« Bien que nous autres Britanniques soyons tous des gentlemen, nous devons absolument corriger ce genre de scélérat ! » répondit l’Anglais en regardant Ge Dongxu avec une pointe d’admiration.
Cet Anglais, qui avait réussi à faire des affaires en Chine, n'était pas un imbécile et connaissait certainement très bien la culture chinoise. Il était resté là, témoin des changements d'attitude des Japonais et des Coréens, du revirement de Bravo, et de la façon dont il venait de saisir le poing massif de ce dernier, le faisant hurler de douleur. S'il n'avait pas perçu l'aura mystérieuse émanant de ce jeune Chinois, il serait peut-être tout simplement rentré chez lui.
De plus, Bravo est vraiment un vaurien. On peut dire qu'il a profité d'une fille, mais forcer une si belle femme à s'excuser est inadmissible. Est-ce là un comportement de gentleman
? Il est encore plus brutal que les hooligans du football anglais
!
Ge Dongxu jeta alors un coup d'œil aux autres. Les Japonais et les Coréens avaient déjà baissé la tête, cherchant à s'éclipser. Ils avaient complètement perdu la face et craignaient que Ge Dongxu ne les poursuive.
« Si quelqu’un ose toucher à ma femme, je le tuerai ! » a déclaré un Américain.
J'ai terminé ma troisième mise à jour aujourd'hui. Je vous recommande le roman historique de mon amie Rong Xiaorong, «
Le Petit Érudit Insouciant
». C'est une œuvre historique assez originale, à la fois légère et pleine d'humour. Si vous appréciez les romans historiques humoristiques, n'hésitez pas à le lire
; je pense qu'il vous plaira.
(Fin de ce chapitre)
------------
Chapitre 375 Bien fait pour lui
« Vous avez entendu ça, Monsieur Bravo ? J’ai été très indulgent ! Mais votre attitude m’a vraiment déplu, j’ai donc jugé nécessaire de vous gifler à nouveau et de vous donner une leçon à laquelle vous ne vous attendiez pas. » dit Ge Dongxu en levant la main et en giflant une nouvelle fois Bravo avant de relâcher son col.
Mais lorsqu'il lâcha prise, personne ne vit qu'il avait un cheveu en plus et une goutte de sang dans la main.
« Bravo ! » De nombreuses personnes présentes dans le restaurant ont applaudi et acclamé.

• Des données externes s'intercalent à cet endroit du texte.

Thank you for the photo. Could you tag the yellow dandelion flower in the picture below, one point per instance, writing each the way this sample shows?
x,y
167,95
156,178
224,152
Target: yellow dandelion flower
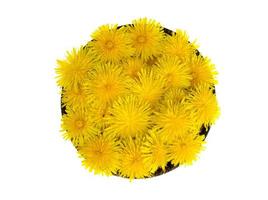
x,y
110,43
202,70
99,114
149,86
154,151
174,95
132,162
129,116
173,120
174,72
152,61
106,83
73,71
203,105
146,37
101,154
77,126
76,98
133,66
178,45
185,148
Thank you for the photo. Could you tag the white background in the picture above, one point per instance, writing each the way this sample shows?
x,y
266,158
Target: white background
x,y
36,163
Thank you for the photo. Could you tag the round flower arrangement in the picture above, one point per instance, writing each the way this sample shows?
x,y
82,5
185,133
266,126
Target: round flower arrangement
x,y
137,100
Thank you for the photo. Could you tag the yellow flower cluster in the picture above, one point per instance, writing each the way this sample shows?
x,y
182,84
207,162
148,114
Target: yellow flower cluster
x,y
136,98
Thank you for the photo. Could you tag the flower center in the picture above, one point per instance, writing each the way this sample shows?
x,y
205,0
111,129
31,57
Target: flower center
x,y
108,87
141,39
109,44
79,124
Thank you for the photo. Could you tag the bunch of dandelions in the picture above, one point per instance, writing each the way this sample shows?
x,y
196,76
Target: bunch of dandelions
x,y
135,99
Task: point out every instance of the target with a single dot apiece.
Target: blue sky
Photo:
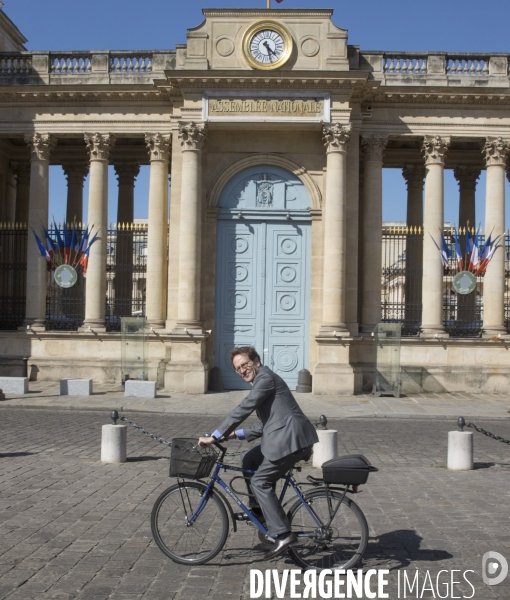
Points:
(448, 25)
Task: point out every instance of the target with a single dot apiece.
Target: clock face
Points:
(267, 46)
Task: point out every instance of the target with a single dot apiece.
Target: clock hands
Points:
(269, 50)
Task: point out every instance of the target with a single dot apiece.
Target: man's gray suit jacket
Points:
(284, 428)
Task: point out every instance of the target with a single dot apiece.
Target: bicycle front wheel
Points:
(338, 544)
(184, 534)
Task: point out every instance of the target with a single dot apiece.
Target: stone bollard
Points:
(304, 385)
(113, 442)
(460, 448)
(327, 446)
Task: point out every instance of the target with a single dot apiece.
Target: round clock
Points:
(267, 45)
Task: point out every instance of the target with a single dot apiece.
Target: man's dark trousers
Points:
(263, 484)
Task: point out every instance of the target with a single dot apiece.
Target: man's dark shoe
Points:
(245, 517)
(281, 545)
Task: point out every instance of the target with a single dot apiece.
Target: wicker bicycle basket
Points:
(190, 461)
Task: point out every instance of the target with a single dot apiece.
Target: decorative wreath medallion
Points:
(65, 276)
(267, 45)
(464, 282)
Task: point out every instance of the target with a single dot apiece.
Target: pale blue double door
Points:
(262, 295)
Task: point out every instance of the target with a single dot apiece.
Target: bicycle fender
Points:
(226, 503)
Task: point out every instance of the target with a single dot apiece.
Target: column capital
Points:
(99, 145)
(127, 172)
(414, 176)
(22, 171)
(496, 150)
(158, 146)
(466, 176)
(75, 172)
(373, 147)
(336, 136)
(434, 148)
(41, 145)
(192, 135)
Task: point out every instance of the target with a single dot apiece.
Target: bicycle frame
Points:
(289, 482)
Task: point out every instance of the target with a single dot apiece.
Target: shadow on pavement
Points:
(15, 454)
(402, 546)
(145, 458)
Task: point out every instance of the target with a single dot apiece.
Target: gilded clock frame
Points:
(253, 30)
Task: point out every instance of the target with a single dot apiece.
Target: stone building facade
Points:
(275, 132)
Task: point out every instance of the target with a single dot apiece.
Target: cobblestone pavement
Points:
(71, 527)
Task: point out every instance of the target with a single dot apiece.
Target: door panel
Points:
(262, 296)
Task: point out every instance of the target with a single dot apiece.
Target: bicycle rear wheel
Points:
(339, 546)
(184, 541)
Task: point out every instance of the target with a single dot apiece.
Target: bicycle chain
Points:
(160, 439)
(488, 433)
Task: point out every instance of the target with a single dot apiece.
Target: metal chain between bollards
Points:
(461, 423)
(115, 415)
(488, 433)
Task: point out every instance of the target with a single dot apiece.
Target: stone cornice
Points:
(299, 80)
(264, 12)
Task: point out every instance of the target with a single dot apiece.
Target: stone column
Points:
(159, 152)
(352, 290)
(336, 137)
(99, 146)
(373, 148)
(192, 137)
(126, 176)
(496, 151)
(467, 177)
(434, 149)
(75, 173)
(41, 146)
(22, 172)
(414, 176)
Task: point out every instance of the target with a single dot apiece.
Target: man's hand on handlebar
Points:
(208, 440)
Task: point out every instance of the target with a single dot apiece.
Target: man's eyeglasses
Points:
(241, 368)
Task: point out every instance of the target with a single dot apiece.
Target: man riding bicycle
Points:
(287, 437)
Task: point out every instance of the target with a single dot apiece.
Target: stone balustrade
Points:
(129, 63)
(409, 64)
(70, 63)
(408, 68)
(83, 67)
(467, 65)
(15, 63)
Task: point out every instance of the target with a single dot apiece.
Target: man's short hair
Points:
(248, 350)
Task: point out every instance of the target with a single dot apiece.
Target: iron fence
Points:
(402, 285)
(13, 274)
(65, 308)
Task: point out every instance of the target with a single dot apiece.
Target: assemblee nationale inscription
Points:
(267, 108)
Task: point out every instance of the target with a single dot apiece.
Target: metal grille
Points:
(13, 274)
(507, 283)
(401, 285)
(402, 251)
(126, 273)
(65, 308)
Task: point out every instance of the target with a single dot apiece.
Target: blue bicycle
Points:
(190, 519)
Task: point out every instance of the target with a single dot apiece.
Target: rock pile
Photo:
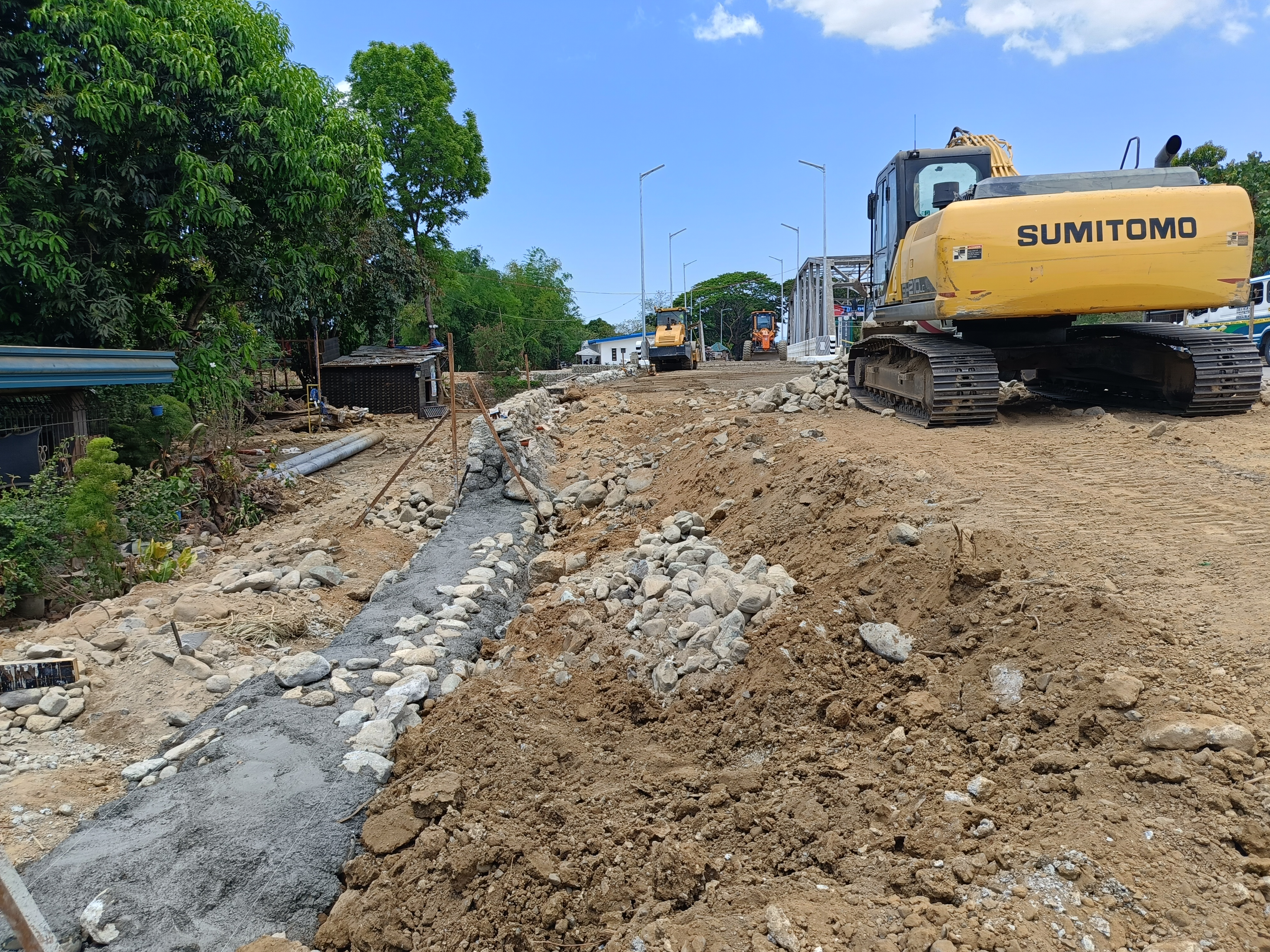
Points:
(521, 423)
(824, 390)
(692, 607)
(416, 512)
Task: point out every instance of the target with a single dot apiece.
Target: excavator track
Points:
(930, 380)
(1201, 373)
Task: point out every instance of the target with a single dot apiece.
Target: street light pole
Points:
(643, 298)
(686, 285)
(783, 284)
(798, 265)
(670, 261)
(825, 225)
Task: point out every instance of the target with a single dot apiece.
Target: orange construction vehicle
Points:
(763, 338)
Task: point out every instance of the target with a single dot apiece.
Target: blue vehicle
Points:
(1235, 321)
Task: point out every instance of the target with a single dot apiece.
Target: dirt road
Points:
(1000, 790)
(1070, 755)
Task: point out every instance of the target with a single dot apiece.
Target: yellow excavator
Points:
(674, 347)
(981, 275)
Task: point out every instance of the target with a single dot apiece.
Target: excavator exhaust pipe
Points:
(1166, 155)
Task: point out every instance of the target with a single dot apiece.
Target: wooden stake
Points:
(454, 421)
(29, 923)
(531, 497)
(393, 478)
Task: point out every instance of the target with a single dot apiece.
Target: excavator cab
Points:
(914, 186)
(674, 348)
(763, 338)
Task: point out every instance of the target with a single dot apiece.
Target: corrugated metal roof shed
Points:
(60, 367)
(373, 356)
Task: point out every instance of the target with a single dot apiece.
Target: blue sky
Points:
(575, 100)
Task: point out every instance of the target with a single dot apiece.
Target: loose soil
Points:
(816, 798)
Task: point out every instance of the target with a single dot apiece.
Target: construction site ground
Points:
(1074, 585)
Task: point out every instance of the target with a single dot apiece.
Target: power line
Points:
(501, 280)
(580, 319)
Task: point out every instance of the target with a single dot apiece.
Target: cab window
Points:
(924, 186)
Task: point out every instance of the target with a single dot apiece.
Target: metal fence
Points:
(59, 417)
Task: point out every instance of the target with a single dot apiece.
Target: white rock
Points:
(369, 764)
(1005, 685)
(887, 640)
(304, 668)
(413, 689)
(143, 769)
(665, 676)
(351, 719)
(377, 737)
(905, 535)
(197, 743)
(416, 623)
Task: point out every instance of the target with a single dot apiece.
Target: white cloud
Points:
(899, 25)
(725, 26)
(1056, 30)
(1050, 30)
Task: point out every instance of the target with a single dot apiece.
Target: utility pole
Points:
(798, 266)
(783, 286)
(643, 299)
(670, 261)
(825, 225)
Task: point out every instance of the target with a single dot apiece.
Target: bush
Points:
(153, 507)
(32, 524)
(92, 521)
(142, 437)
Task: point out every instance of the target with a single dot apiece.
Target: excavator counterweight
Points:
(985, 275)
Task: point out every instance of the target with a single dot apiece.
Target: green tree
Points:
(1253, 176)
(164, 163)
(726, 303)
(525, 309)
(438, 162)
(92, 521)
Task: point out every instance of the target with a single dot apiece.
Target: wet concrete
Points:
(251, 843)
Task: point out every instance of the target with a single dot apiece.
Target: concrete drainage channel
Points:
(244, 840)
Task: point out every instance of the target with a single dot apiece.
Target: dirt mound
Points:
(993, 791)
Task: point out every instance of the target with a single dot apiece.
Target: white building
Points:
(617, 351)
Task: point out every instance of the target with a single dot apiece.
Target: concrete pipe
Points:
(331, 454)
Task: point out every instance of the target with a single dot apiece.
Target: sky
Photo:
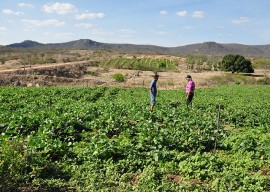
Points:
(167, 23)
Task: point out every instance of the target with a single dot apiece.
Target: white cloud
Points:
(2, 30)
(11, 12)
(163, 12)
(182, 13)
(198, 14)
(89, 16)
(60, 8)
(25, 5)
(99, 32)
(128, 31)
(84, 25)
(161, 33)
(188, 27)
(241, 20)
(60, 35)
(41, 23)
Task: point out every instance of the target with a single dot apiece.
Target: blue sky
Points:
(167, 23)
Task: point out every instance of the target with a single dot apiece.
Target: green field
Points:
(105, 139)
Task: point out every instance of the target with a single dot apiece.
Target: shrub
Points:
(236, 63)
(118, 77)
(264, 81)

Bravo a finalement compris que, puisqu'il venait de révéler toute la vérité et de susciter l'indignation publique, et que le jeune homme en face de lui était si agressif, appeler la police maintenant ne ferait qu'être humiliant.
«
Monsieur Bravo, ne vous occupez pas de ce genre de personne, allons-y.
» L’assistant, visiblement lui aussi choqué par la violence de Ge Dongxu, entraîna Bravo à la hâte.
« Quel pauvre type ! Ce Monsieur Bravo l'a complètement ruiné, et il se prend encore pour un génie, allant même jusqu'à le défendre. J'imagine la réaction de tes parents quand ils l'apprendront… Tu devrais aller te faire examiner à l'hôpital au plus vite. » Ge Dongxu regarda l'assistant avec pitié et secoua la tête.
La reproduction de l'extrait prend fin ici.